Pela primeira vez em mais de 50 anos, a Shell lança seu estudo Cenários sobre os desafios de longo prazo para o futuro da energia, com olhar voltado para o Brasil Publicados desde a década de 70, o trabalho têm como principal objetivo oferecer possíveis visões do futuro e contribuir para a discussão com governos, academia e sociedade sobre como o mundo pode evoluir sob diferentes conjuntos de suposições no setor de energia.

No recorte inédito para o Brasil, feito a partir do estudo global Cenários de Segurança Energética da Shell, foram desenvolvidos dois cenários: o Sky 2050, que apresenta a transição mais rápida num mundo aberto ao comércio e que expande o acesso a fontes de energia com baixo teor de carbono; e o Arquipélagos, que considera uma realidade mais nacionalista, com sanções, barreiras comerciais e tarifas.

Em ambos, destaca a Shell, o país pode chegar a emissões líquidas zero de CO2 antes de algumas outras principais economias globais e se destaca tanto pelo potencial de liderança na transição para uma economia de baixo carbono, quanto como um importante supridor de energia para um mundo que demanda segurança e diversidade.

Paralelamente, há um espaço para a indústria de petróleo e gás continuar a crescer durante a próxima década, à medida que o país progride no sentido dos seus objetivos climáticos. “O setor brasileiro de óleo e gás desempenha um papel fundamental em uma transição energética justa, segura e inclusiva. Esses cenários podem contribuir para o planejamento e entrega dos compromissos assumidos pelo Brasil”, destaca Cristiano Pinto da Costa, presidente da Shell Brasil.

Ele acrescenta que o propósito não é tentar prever o futuro e trazer respostas definitivas, mas ajudar a ter contexto para decisões estratégicas. “Espero que a publicação possa contribuir para o debate e formulação de políticas públicas enquanto avançamos rumo à reunião do G20 este ano e COP30 em 2025.”

David Hone, conselheiro-chefe para as Mudanças Climáticas da Shell, comenta que olhar em profundidade para o Brasil apresentou à equipe um desafio “fascinante”, dada a riqueza de oportunidades que o país tem e a capacidade de gerenciar o carbono em uma escala globalmente relevante.

“O desenvolvimento de petróleo e gás, a produção de biocombustíveis, o potencial de captura e armazenamento de carbono e a gestão do carbono terrestre desempenham um papel importante e não tínhamos visto nenhum outro país com tantas possibilidades de contribuir de forma tão positiva para a história global da energia e do clima. Mas ambos os cenários também exigem um quadro político criativo construído em torno da gestão do carbono, incluindo a certificação e o comércio de emissões, tanto a nível nacional como, idealmente, a nível internacional”, afirma o executivo.

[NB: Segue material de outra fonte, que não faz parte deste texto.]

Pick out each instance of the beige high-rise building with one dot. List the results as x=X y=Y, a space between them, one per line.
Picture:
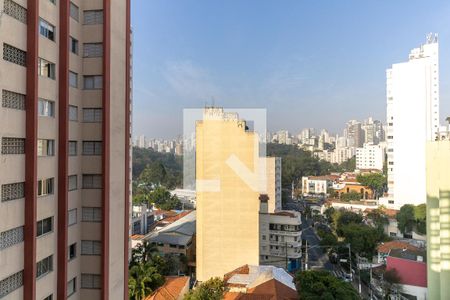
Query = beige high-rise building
x=227 y=205
x=64 y=161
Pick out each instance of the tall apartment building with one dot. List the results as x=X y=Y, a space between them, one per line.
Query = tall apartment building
x=438 y=218
x=64 y=162
x=227 y=207
x=370 y=157
x=413 y=119
x=354 y=134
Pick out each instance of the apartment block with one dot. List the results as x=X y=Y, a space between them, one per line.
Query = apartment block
x=438 y=218
x=370 y=157
x=64 y=160
x=227 y=206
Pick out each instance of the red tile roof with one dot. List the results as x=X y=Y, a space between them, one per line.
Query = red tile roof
x=388 y=246
x=171 y=290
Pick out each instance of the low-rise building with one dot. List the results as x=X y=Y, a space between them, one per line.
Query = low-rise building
x=280 y=237
x=385 y=248
x=411 y=267
x=370 y=156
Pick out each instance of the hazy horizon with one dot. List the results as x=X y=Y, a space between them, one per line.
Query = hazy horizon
x=310 y=64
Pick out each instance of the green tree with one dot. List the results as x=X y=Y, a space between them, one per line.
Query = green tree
x=212 y=289
x=143 y=280
x=312 y=285
x=405 y=218
x=362 y=238
x=155 y=174
x=329 y=212
x=162 y=198
x=390 y=283
x=378 y=217
x=352 y=196
x=345 y=217
x=142 y=253
x=420 y=214
x=375 y=181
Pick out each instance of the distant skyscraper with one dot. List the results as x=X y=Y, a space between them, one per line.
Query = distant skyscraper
x=413 y=119
x=228 y=215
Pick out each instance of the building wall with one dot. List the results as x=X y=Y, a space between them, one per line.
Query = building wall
x=112 y=96
x=411 y=86
x=438 y=219
x=227 y=217
x=370 y=157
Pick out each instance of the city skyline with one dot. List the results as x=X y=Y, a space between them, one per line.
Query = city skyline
x=187 y=61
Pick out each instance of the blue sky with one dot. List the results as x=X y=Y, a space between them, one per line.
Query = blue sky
x=310 y=63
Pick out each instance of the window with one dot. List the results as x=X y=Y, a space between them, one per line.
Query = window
x=92 y=115
x=46 y=108
x=73 y=182
x=93 y=82
x=73 y=45
x=16 y=11
x=93 y=17
x=73 y=79
x=72 y=217
x=74 y=12
x=14 y=55
x=73 y=148
x=46 y=68
x=92 y=148
x=44 y=226
x=44 y=266
x=72 y=251
x=13 y=100
x=45 y=186
x=91 y=214
x=92 y=50
x=90 y=281
x=73 y=113
x=11 y=283
x=92 y=181
x=46 y=29
x=71 y=287
x=91 y=247
x=13 y=191
x=46 y=147
x=11 y=237
x=13 y=145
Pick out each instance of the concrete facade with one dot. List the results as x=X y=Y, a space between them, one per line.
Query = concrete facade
x=412 y=86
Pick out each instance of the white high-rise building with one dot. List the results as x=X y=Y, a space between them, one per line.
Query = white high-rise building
x=412 y=120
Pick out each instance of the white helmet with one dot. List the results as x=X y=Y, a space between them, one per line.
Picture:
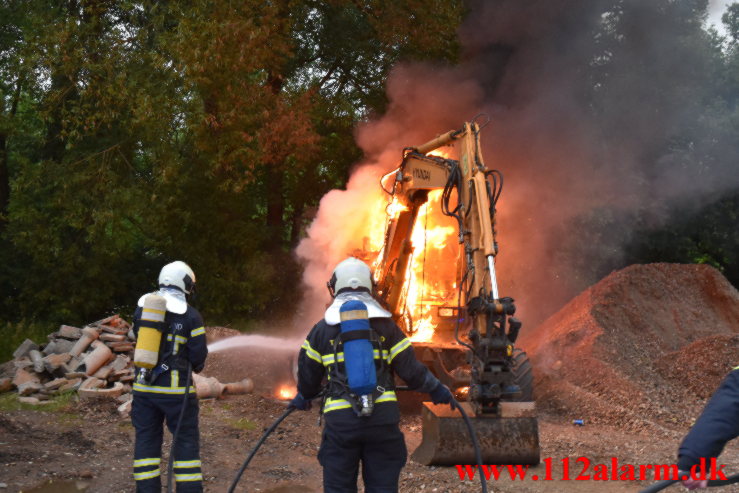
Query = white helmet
x=350 y=273
x=179 y=275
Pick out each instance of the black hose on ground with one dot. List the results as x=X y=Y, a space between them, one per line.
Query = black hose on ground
x=712 y=483
x=256 y=447
x=475 y=445
x=170 y=464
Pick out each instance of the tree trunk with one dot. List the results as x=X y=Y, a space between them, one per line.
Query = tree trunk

Um cenário demonstra o que seria necessário para o Brasil alcançar emissões líquidas zero de CO2 em 15 anos. Neste caso, seria preciso criar uma estrutura que alavanque o potencial de remoção de CO2, adotando os mais altos padrões de qualidade e melhores práticas internacionais, que promovam a entrega de benefícios sociais e resultados ambientais, criando as condições adequadas para o trabalho em conjunto dos setores público e privado no combate às mudanças climáticas. Nesse contexto, a célere implementação de um mercado de carbono é essencial.

Com sua matriz energética majoritariamente limpa, o Brasil tem oportunidade para desenvolver recursos ainda inexplorados, de hidrocarbonetos a renováveis, impulsionando o desenvolvimento econômico. Para isso, será preciso tomar decisões rápidas e estratégicas para garantir a competitividade dos projetos, com estabilidade fiscal e regulatória. Para garantir uma transição energética segura e justa, é essencial, pontua a Shell, manter a continuidade dos leilões anuais para exploração de petróleo e gás e garantir um mercado de gás natural flexível, ao mesmo tempo em que se promovem incentivos para fomentar a demanda pelo uso de energias renováveis.

Nos Cenários da Shell, a demanda por eletricidade pode duplicar até 2040 e triplicar até 2050. Espera-se que essa demanda seja atendida em grande parte por energias renováveis e, neste contexto, solar e eólica podem atingir 300 GW de capacidade instalada até 2050. Outra tendência é a expansão e adaptação do setor de bioenergia, com destaque para o potencial de quadruplicar as exportações de biocombustíveis. Nesse sentido, será importante, estabelecer um arcabouço político e regulatório que viabilize o desenvolvimento de novas oportunidades nesse segmento, como combustíveis de aviação sustentáveis (SAF), combustíveis navais de baixo carbono e produção de bioquímicos.